Physiquement : il était très laid… chauve, le nez épaté : il ressemblait à un satyre. Ce visage était d’autant plus choquant pour les Athéniens, que pour eux, la beauté physique était symbole de beauté morale.

Marié à Xanthippe, femme acariâtre, il eût 3 fils.
Soldat aussi brave que singulier, il sauve Alcibiade à Potidee en 432. C’est au cours de cette expédition qu’on le trouve un matin, immobile, debout près du camp, tel une pierre levée . Le soleil de midi s’incline devant cette méditation ; la journée passe. Vers le soir, les hommes s’assemblent pour prendre le frais, et observer le phénomène. A l’aube, Socrate n’a pas bougé ! Un peu plus tard, sa prière faite, il se retire.
(Lors d’un autre combat, en 424 à Délium, il sauve la vie à Xénophon.)

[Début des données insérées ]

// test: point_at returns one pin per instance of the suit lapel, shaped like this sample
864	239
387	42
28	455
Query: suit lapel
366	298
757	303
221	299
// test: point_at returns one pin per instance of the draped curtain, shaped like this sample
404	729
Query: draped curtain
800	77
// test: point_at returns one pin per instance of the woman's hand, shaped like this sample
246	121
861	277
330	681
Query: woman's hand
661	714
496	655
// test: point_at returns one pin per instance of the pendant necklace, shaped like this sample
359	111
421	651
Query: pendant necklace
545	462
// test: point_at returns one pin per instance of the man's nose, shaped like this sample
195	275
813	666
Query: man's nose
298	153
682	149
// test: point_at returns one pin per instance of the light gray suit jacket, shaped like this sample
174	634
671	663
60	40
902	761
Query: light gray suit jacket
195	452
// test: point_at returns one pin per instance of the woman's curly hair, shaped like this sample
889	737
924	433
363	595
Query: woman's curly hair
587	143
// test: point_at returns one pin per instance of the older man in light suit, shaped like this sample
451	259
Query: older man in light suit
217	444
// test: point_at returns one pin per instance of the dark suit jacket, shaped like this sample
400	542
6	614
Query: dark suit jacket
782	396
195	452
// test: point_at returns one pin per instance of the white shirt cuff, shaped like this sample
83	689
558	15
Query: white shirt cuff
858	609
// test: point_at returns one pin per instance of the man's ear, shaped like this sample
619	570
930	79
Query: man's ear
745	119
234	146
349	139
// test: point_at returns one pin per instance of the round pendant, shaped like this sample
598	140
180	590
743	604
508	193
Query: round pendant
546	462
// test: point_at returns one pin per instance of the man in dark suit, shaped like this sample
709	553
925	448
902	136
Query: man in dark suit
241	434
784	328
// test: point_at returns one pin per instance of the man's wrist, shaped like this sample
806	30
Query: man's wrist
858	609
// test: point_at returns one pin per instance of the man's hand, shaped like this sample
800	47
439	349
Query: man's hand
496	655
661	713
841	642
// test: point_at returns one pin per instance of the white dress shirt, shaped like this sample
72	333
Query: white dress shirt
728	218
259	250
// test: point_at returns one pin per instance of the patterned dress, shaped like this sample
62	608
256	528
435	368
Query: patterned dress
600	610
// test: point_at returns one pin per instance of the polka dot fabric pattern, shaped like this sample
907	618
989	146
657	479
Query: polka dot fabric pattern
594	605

Mais c’est à Athènes qu’on le rencontre le plus souvent : pieds nus, il parcourt les rues. On le voit partout : à la palestre (lieu de sport), au marché, partout où il y a des hommes. Quelques jeunes gens le suivent, l’écoutent. Il dialogue.
Les bourgeois y reconnaissent parfois un de leurs fils et sourient. Que peuvent bien leur faire les propos d’un rêveur qui, non content de vivre sans argent, affecte de n’en point vouloir… Tout l’opposé des sophistes ! Eux, ils en réclament toujours plus….
Son enseignement n’a rien d’une école philosophique, son « école », c’est l’agora, la place publique où il se promène aussi bien au milieu des petites gens que des aristocrates. Tous les problèmes de la vie sont pour lui sujets de méditation. Oisif, il va, répétant que les Dieux lui ont donné la mission d’éduquer ses contemporains. Pauvre, puisque refusant d’être payé, opposé aux principes des sophistes (« marchands de sagesse »), vraiment très oisif, il ne refuse pas pour autant d’exécuter ses devoirs de citoyen. (on l’a vu courageux au combat)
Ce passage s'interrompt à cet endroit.